I enjoyed Sally Kalson's Dec. 20 article "Home for the Holidays."
I am not a native Pittsburgher, but moved to the area four years ago. While my home state of Iowa does not have the depth of local food specialties that Pittsburgh has, I feel the same ties to my favorite pizza place "back home" and make it a scheduled stop on any trip to the Midwest.
However, what struck me as the most important element of the article was the overriding theme that people love coming back to "visit" despite the fact that they choose to "live" (and therefore, build a tax base) elsewhere.
Margaret Cassidy summed it up best, saying the things she loves and misses about Pittsburgh are the same things that drove her away. Her comment about lacking a desire to "redd up" and challenge itself is the reason I feel the city is losing young, enthusiastic, educated workers to areas with a stronger commitment to "selling their city."
I travel each week in/out of the Pittsburgh airport. It is depressing to see empty gates, uninspired signage and a stale environment. This is the first image visitors have of our city. It should be vibrant and electric.

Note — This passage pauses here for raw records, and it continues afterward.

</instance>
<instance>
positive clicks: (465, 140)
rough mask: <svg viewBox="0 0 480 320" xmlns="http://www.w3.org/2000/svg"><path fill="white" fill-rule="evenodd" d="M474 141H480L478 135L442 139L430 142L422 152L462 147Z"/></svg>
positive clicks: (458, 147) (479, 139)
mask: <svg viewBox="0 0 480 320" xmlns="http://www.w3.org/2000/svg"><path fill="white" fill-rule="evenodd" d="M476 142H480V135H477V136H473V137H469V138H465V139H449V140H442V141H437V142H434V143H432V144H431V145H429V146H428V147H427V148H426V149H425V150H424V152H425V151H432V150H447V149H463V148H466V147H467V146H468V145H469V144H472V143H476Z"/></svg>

However, the fact that so few flights now exist in and out of our airport makes it tough to lure businesses. I have to fight each and every year to stay living here, as my company would rather I live in Charlotte, N.C., just because of travel costs.
I feel Ms. Kalson's article - albeit about food - echoes that same fight.
I would encourage, and hope, this article finds its way onto the desk of every regional and city planner, councilman/woman and executive, including, and especially, County Executive Dan Onorato.
The writer is pit reporter for NASCAR on Fox and host of The NASCAR Camping World Truck Series Pre-Race Show and The Speed Report on Speed TV.